Lecture 6
Lecture 6
The obstacle problem
The obstacle problem consists in finding the smallest super-solution to a non local equation which is constrained to remain above a given obstacle $\varphi$. The equation reads \begin{align*} &Lu \leq 0 \ \text{ in } \Omega, \\ &u \geq \varphi \ \text{ in } \Omega, \\ &Lu = 0 \ \text{ wherever } u>\varphi. \end{align*}
In order to have a well posed problem, it should be complemented with a boundary condition. For example, we can consider the Dirichlet condition $u=\varphi$ in $\R^n \setminus \Omega$.
The definition of the problem already tells us how to prove the existence of the solution: we use Perron's method. Under reasonable assumptions on the non local operator $L$, it is possible to prove the uniqueness of solutions as well.
The regularity of both the solution $u$ and the free boundary $\partial \{u=\varphi\}$ is a much more delicate subject. It is in fact not well understood for generic non local operators $L$, even linear.
Note that the equation can be written as a Bellman equation, \[ \max(Lu,\varphi-u) = 0 \ \text{ in } \Omega.\]
The equation models a problem in stochastic control known as the optimal stopping problem. We follow a Levy process $X(t)$ with generator $L$ (assume it is linear). We are allowed to stop at any time while $X(t) \in \Omega$ but we must stop if at any time $X(t) \notin \Omega$. Whenever we stop at a time $\tau$, we are given the payoff $\varphi(X(\tau))$. Our objective is to maximize the expected payoff by choosing the best stopping time \[ u(x) := \sup_{\text{stopping time }\tau} \mathbb E \big[ \varphi(X(\tau)) \vert X(0)=x \big].\] The stopping time $\tau$ must fulfill the probabilistic definition of stopping time. That is, it has to be measurable with respect to the filtration associated with $X$. In plain words, our decision to stop or continue must be based only on the current position $X(t)$ (the past is irrelevant from the Markovian assumption and the future cannot be predicted).
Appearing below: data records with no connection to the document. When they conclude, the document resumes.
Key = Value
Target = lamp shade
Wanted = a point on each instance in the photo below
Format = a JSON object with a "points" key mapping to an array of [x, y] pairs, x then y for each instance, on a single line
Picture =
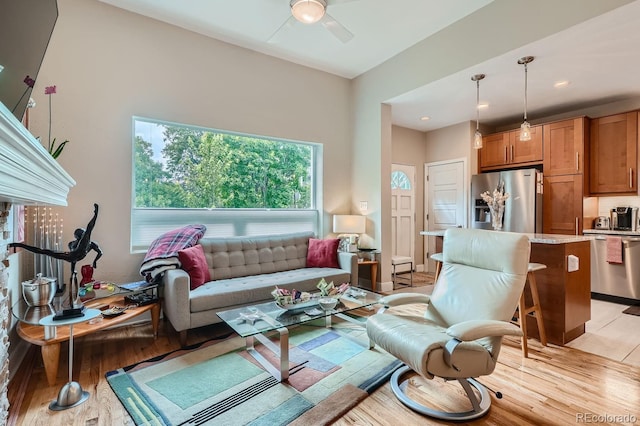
{"points": [[349, 224]]}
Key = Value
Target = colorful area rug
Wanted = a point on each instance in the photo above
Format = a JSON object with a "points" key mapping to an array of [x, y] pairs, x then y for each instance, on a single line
{"points": [[220, 383]]}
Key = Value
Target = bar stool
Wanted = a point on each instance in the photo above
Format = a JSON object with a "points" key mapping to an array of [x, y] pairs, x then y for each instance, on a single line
{"points": [[534, 309], [439, 260], [397, 261]]}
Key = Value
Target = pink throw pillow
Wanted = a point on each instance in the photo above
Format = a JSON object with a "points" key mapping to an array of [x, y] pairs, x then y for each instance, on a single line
{"points": [[195, 264], [323, 253]]}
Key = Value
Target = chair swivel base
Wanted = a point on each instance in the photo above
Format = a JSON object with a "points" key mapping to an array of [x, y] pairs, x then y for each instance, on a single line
{"points": [[480, 408], [70, 395]]}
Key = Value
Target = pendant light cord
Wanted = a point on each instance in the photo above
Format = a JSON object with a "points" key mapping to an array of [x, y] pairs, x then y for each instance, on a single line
{"points": [[477, 105], [525, 91]]}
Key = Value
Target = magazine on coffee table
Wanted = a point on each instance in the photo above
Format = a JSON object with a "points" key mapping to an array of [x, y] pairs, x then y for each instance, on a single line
{"points": [[138, 286]]}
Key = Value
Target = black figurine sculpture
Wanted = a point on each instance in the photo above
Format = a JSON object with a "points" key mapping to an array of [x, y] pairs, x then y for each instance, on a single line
{"points": [[78, 250]]}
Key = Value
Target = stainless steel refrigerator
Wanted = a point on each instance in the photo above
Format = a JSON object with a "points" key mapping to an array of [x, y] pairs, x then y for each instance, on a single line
{"points": [[523, 208]]}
Let us explain heuristically why $u$ solves the obstacle problem. For every $y \notin \Omega$, we are forced to stop the process immediately, thus naturally $u(x) = \varphi(x)$. If $x \in \Omega$, we have the choice to either stop of follow the process. If we choose to stop, we get $u(x)=\varphi(x)$. If we choose to continue, we get $Lu(x)=0$. Moreover, we make those choices because the other choice would give us a worse expectation. That is, if we choose to stop at $x$ then $Lu(x) \leq 0$, and if we choose to continue at $x$ then $u(x) \geq \varphi(x)$. These are all the conditions that define the obstacle problem.
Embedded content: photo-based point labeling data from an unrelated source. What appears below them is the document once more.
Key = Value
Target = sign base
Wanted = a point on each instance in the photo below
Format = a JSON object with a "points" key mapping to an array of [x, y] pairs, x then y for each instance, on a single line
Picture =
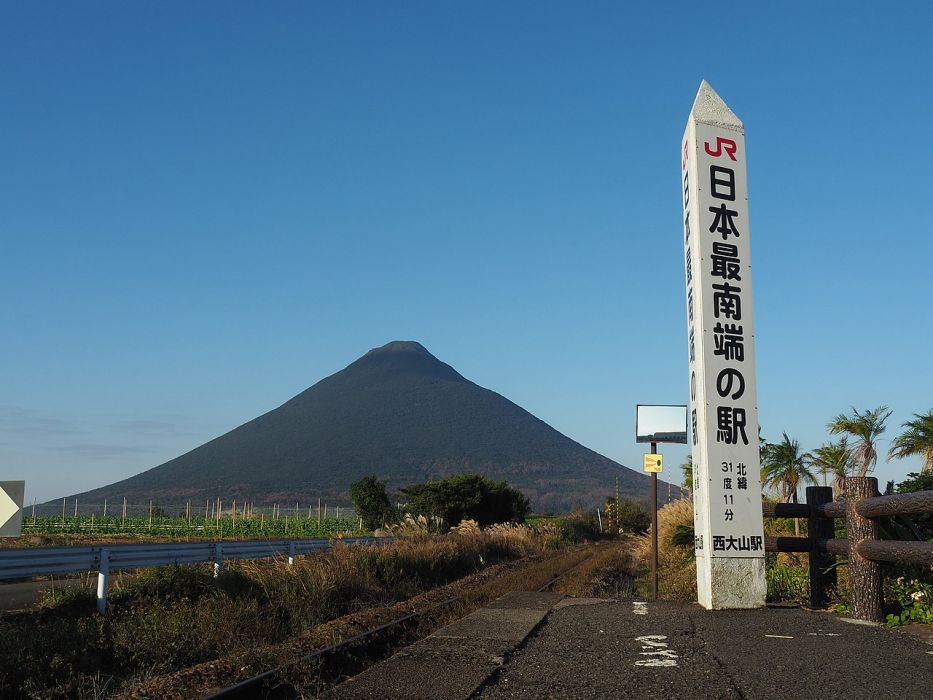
{"points": [[730, 583]]}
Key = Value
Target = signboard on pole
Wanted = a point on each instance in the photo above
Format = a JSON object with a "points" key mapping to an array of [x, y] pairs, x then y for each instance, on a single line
{"points": [[653, 463], [723, 419], [11, 508]]}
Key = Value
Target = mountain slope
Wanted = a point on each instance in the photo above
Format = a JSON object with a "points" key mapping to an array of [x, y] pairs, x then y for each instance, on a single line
{"points": [[398, 412]]}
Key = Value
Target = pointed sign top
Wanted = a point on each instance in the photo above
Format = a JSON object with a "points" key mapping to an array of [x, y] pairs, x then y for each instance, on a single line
{"points": [[708, 108]]}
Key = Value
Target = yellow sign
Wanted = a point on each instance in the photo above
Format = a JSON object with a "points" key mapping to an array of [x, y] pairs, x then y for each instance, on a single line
{"points": [[653, 463]]}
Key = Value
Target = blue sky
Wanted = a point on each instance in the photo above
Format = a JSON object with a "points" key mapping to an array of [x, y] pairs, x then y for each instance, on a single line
{"points": [[208, 207]]}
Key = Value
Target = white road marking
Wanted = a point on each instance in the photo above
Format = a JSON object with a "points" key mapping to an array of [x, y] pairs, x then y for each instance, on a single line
{"points": [[654, 646]]}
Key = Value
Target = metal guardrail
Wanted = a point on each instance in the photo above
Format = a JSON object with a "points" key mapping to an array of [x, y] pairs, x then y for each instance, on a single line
{"points": [[864, 549], [47, 561]]}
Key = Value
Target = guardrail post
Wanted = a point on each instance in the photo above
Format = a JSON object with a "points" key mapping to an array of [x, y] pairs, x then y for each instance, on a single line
{"points": [[822, 573], [864, 574], [103, 581]]}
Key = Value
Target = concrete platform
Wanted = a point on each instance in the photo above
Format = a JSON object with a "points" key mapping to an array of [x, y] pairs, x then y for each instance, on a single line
{"points": [[455, 661]]}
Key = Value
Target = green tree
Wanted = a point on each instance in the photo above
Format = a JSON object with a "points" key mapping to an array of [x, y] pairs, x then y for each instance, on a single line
{"points": [[834, 458], [468, 497], [371, 502], [917, 439], [865, 427], [919, 482], [785, 468]]}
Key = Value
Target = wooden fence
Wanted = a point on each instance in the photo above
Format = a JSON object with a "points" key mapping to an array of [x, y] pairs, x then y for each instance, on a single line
{"points": [[864, 511]]}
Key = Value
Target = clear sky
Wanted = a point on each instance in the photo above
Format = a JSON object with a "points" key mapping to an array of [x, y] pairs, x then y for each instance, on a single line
{"points": [[207, 207]]}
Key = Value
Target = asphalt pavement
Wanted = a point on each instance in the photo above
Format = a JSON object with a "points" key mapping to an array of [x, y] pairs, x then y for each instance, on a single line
{"points": [[541, 646]]}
The regularity is quite delicate even in the simplest cases. We will start by only considering the case $L = -(-\Delta)^s$ for $s \in (0,1)$. Moreover, we will take $\Omega = \R^n$ to avoid issues concerning the boundary. The problem is well posed in the full space $\R^n$ if $\varphi$ is compactly supported and $n > 1$.
Lipschitz regularity and semiconvexity
The next two propositions hold for generic non local operators $L$. In fact not even the linearity of $L$ is used, only the convexity of $L$ is necessary for the second proposition (the one on semiconvexity).
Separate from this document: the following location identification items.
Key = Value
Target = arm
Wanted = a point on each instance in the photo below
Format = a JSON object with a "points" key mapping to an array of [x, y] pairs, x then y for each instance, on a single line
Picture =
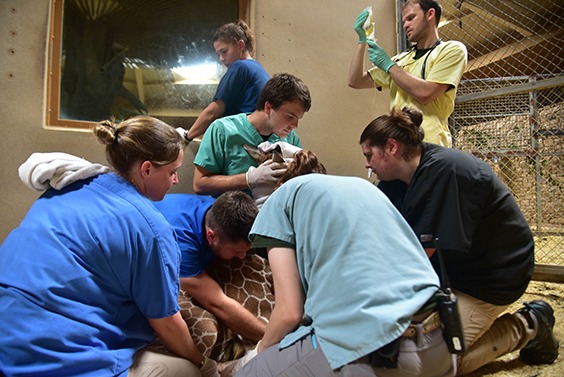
{"points": [[421, 90], [213, 111], [207, 183], [358, 76], [289, 297], [176, 337], [210, 295]]}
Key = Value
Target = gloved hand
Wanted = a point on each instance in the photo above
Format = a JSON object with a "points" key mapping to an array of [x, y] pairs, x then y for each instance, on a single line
{"points": [[267, 173], [288, 150], [379, 57], [359, 26], [209, 369]]}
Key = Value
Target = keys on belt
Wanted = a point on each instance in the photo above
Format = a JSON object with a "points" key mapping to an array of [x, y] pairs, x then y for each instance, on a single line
{"points": [[429, 324]]}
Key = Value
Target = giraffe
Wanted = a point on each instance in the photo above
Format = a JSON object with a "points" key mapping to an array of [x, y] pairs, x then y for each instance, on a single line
{"points": [[249, 282]]}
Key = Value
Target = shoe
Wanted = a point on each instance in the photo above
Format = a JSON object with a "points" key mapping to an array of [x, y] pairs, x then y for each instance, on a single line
{"points": [[543, 349]]}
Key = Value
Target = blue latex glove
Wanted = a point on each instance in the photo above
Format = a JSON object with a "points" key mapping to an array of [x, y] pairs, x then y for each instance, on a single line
{"points": [[379, 57], [359, 26]]}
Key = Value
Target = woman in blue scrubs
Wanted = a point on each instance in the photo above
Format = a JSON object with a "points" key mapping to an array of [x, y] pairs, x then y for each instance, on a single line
{"points": [[90, 276], [239, 89]]}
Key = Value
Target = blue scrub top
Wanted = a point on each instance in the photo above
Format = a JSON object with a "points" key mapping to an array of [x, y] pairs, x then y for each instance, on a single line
{"points": [[80, 276], [240, 87], [186, 214]]}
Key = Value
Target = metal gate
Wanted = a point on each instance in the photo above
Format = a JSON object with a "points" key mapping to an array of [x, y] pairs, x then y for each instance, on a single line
{"points": [[509, 107]]}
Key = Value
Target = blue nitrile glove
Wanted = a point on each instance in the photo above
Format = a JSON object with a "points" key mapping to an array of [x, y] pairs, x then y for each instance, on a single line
{"points": [[359, 26], [379, 57]]}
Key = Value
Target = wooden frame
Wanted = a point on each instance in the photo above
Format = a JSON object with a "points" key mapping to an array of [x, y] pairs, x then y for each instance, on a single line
{"points": [[53, 89]]}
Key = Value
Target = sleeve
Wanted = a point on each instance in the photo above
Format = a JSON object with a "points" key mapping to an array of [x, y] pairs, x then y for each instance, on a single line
{"points": [[230, 86], [191, 265], [274, 218], [447, 207], [156, 265], [211, 153], [449, 65]]}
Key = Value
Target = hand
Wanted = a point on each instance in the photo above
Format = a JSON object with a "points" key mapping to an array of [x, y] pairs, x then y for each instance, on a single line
{"points": [[379, 57], [267, 173], [240, 363], [183, 133], [209, 369], [359, 26], [288, 150]]}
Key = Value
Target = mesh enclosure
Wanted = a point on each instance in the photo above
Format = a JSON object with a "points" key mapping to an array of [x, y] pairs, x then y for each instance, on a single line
{"points": [[509, 105]]}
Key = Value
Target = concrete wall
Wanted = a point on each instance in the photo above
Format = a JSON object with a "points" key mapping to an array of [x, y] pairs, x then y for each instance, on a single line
{"points": [[313, 40]]}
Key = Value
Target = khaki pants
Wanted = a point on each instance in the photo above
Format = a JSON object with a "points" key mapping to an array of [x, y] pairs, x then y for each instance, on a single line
{"points": [[423, 356], [150, 363], [488, 335]]}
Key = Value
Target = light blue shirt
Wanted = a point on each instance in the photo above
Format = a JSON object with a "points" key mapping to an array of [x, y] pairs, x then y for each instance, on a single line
{"points": [[363, 271]]}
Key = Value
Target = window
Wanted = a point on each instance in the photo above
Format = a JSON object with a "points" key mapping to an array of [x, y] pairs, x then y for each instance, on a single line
{"points": [[126, 57]]}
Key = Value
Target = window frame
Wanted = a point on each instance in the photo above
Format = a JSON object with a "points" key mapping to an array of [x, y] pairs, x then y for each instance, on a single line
{"points": [[53, 88]]}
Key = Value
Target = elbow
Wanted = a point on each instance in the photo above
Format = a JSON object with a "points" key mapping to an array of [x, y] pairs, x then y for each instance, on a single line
{"points": [[293, 317]]}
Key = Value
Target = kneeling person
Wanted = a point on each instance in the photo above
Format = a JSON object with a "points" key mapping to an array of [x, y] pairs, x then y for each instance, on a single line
{"points": [[350, 279]]}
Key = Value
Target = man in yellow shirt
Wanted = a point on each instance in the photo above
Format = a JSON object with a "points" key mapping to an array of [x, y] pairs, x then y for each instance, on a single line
{"points": [[425, 76]]}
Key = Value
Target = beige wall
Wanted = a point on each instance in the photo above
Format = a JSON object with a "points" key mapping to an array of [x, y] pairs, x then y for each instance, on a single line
{"points": [[312, 39]]}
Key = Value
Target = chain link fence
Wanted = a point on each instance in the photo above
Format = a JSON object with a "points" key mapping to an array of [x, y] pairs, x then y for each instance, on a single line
{"points": [[509, 108]]}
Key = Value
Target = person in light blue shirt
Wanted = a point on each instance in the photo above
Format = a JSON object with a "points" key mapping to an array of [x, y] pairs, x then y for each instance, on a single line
{"points": [[355, 291], [222, 163]]}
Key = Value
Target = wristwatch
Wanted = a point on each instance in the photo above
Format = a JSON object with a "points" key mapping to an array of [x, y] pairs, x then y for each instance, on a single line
{"points": [[186, 136]]}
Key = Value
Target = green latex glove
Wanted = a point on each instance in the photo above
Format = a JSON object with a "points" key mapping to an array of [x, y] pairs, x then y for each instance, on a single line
{"points": [[379, 57], [359, 26]]}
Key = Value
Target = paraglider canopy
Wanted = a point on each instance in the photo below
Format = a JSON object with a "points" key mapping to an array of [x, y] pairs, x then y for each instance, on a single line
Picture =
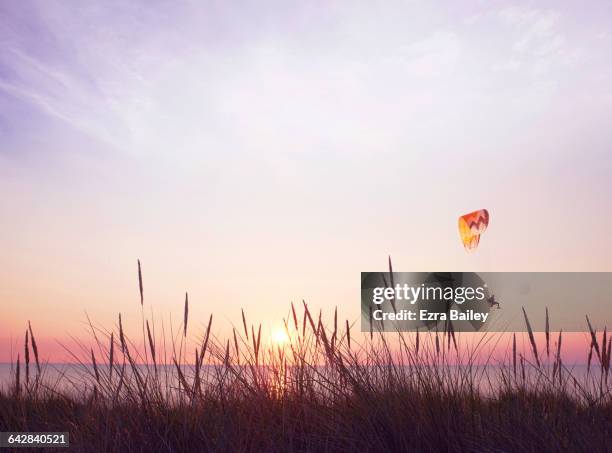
{"points": [[471, 226]]}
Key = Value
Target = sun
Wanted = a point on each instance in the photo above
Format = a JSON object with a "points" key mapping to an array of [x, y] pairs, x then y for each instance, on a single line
{"points": [[279, 336]]}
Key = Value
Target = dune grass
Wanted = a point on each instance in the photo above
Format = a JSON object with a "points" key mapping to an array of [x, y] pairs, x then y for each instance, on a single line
{"points": [[328, 388]]}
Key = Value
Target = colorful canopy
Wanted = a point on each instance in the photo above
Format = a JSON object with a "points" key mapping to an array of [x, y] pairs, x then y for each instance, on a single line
{"points": [[471, 226]]}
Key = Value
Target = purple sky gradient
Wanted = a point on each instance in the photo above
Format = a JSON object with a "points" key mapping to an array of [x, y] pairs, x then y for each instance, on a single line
{"points": [[260, 153]]}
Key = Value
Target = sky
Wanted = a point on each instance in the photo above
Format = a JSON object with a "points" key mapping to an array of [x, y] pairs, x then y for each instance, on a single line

The first proposition says in particular that if $\varphi$ is Lipschitz, then also $u$ is Lipschitz with the same seminorm.
Proposition. Assume $\varphi$ has a modulus of continuity $\omega$, then also $u$ has the modulus of continuity $\omega$.
Proof. We know that for all $x$ and $y$ in $\R^n$, \[ \varphi(x+y) + \omega(|y|) \geq \varphi(x).\] Since $u \geq \varphi$, we also have \[ u(x+y) + \omega(|y|) \geq \varphi(x).\] Fixing $y$, we can take the left hand side of the inequality as a function of $x$, and we realize it is a supersolution of the equation which is above $\varphi$. Therefore, from the definition of the obstacle problem, it is also above $u$ (recall that $u$ was the minimum of such supersolutions). Then \[ u(x+y) + \omega(|y|) \geq u(x).\] The fact that this holds for any values of $x,y \in \R^n$ means that $u$ has the modulus of continuity $\omega$.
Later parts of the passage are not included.